Oops
Red Bee: Doesn't really matter, the broadcasters have got a backup anyway.
Ch 4: Doesn't really matter, Red Bee have got a backup anyway.
Insert the adage about the backup hasn't been tested until you restore it here.
Confusion continues to reign in the world of television, including UK national broadcaster Channel 4, weeks after a broadcast centre cockup wrought havoc upon servers. Things went horribly wrong at Red Bee Media's broadcast centre back on 25 September. Yes, that was the weekend before we ran an accidentally appropriate episode …
All the HD masters for Babylon 5 were lost in the same way. The production company thought Warner Brothers would store them, Warner Brothers through the production company would store them.
The production company had the foresight back in 1993 to see that HD and widescreen would be the norm in future, so they recorded the show in both, but in such a way to broadcast it in 4:3 such as having the main characters stand within a 4:3 square of a 16:9 shot. They didn't have the foresight however to make sure they had backups. We'll never get to see it as originally intended and shot. The DVD was a mix of what footage they had left, mixed in with recovered-from-video footage.
1/ Slightly glossed over is the fact the servers are fine but the hard drives in them died. It was generally known that the noise from gas fire suppression systems can damage hard drives, but not sure it was well known. I certainly didn't know how extensively, percentage of HDD's that would be destroyed, this can cause.

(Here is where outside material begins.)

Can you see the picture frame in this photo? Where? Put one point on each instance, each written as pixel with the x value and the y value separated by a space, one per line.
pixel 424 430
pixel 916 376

A little bit more from C4 themselves.
https://www.channel4.com/press/news/whats-happened-access-services-channel-4
2/ "Red Bee Media got the pictures and audio up and running again quickly," , yes but the key thing is here not from the primary site but from a DR site.

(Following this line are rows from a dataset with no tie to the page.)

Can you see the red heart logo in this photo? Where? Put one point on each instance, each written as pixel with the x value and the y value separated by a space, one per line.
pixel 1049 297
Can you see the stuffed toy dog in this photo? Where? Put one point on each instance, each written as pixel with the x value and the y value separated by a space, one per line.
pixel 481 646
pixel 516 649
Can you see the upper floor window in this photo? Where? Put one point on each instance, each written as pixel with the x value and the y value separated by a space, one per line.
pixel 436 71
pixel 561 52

They are all still on DR, see Channel 5 with the white and black square in the right hand corner, indicating they are *still* in DR playout. The issue is Channel 4's DR subtitle playout isn't working. I heard some concern that fixing this is dangerous whilst in DR (as they have no further DR if they break something). So changes to the Red Bee's DR being made are very limited.

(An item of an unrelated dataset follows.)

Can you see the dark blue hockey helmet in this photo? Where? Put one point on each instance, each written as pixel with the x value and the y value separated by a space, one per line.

"It was generally known that the noise from gas fire suppression systems can damage hard drives, but not sure it was well known."
Fairly well known to El Reg readers me thinks.
My knowledge of fire suppression systems is v outdated. Does anybody know if such a system would be equally effective if it discharged the gas slightly more slowly? Or does it need to discharge so rapidly to get high turbulence = effective mixing?
the white and black square in the right hand corner, indicating they are *still* in DR playout
Ah, thanks! I noticed this and assumed it was a signal for "more bleedin' adverts coming up", but when it stayed on all the time I guessed it wasn't. Nice to know though!
> It was generally known that the noise from gas fire suppression systems can damage hard drives, but not sure it was well known.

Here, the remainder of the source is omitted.